Chef Andy created this cheesy and tasty recipe using one of Woombye Cheese Company‘s delicious cheeses, the Truffle Triple Cream Brie. We’re so happy to be sharing it with you.
200g Woombye Truffle Triple Cream Brie
16 slices of good quality prosciutto parma
4 fresh figs
12 basil leaves
50ml extra virgin olive oil
50ml vin cotto
12 grissini sticks
200g strong flour (caputo blue)
10g fresh yeast
8g sea salt
100ml warm water
1 sml teaspoon malt extract
Mix dough in food processor on low speed with a dough hook for 10 mins, then set aside wrapped in plastic for 1 hour.
Take a small amount of dough and roll into a long thin stick using your hands and a little excess flour on the bench.
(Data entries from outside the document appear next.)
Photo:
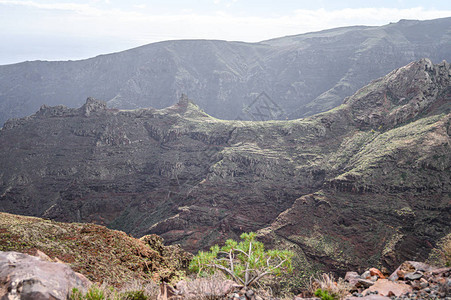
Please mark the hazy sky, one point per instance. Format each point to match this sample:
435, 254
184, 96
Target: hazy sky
65, 29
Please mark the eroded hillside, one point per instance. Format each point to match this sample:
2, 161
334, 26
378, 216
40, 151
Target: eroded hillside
344, 188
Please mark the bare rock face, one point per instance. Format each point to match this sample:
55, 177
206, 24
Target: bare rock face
366, 183
303, 74
27, 277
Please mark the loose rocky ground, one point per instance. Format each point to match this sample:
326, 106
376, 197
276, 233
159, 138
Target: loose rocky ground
365, 184
101, 254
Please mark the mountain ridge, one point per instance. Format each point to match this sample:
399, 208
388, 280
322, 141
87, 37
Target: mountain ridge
303, 74
366, 183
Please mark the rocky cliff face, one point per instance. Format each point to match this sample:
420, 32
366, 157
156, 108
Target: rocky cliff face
302, 75
366, 182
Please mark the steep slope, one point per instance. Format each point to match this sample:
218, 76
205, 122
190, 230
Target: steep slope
302, 74
344, 187
101, 254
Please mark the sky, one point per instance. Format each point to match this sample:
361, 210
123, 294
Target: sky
71, 30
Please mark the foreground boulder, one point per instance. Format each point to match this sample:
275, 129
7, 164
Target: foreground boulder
26, 277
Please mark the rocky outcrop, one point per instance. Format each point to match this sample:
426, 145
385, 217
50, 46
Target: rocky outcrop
101, 254
26, 277
367, 183
294, 76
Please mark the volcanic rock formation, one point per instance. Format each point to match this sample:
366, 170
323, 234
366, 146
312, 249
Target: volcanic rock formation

Place on a tray lined with baking paper, repeat process until all the dough is rolled and allow to prove on the bench for 1/2 an hour.
Bake in a fan forced oven on 180 degrees for 12 mins then turn down to 150 degrees for 8 mins. Take out and allow to cool, store in an air tight container. They will keep fresh for 2-3 days.
To assemble the dish, arrange 4 slices of prosciutto on each plate. Place 50g of Woombye Truffle Triple Cream Brie on top and add 1 fresh fig sliced around the edge of the cheese.
Garnish with 4 basil leaves, drizzle a little extra virgin olive oil and vin cotto over the top, season with a little black salt and place 3 grissini sticks on each plate to finish.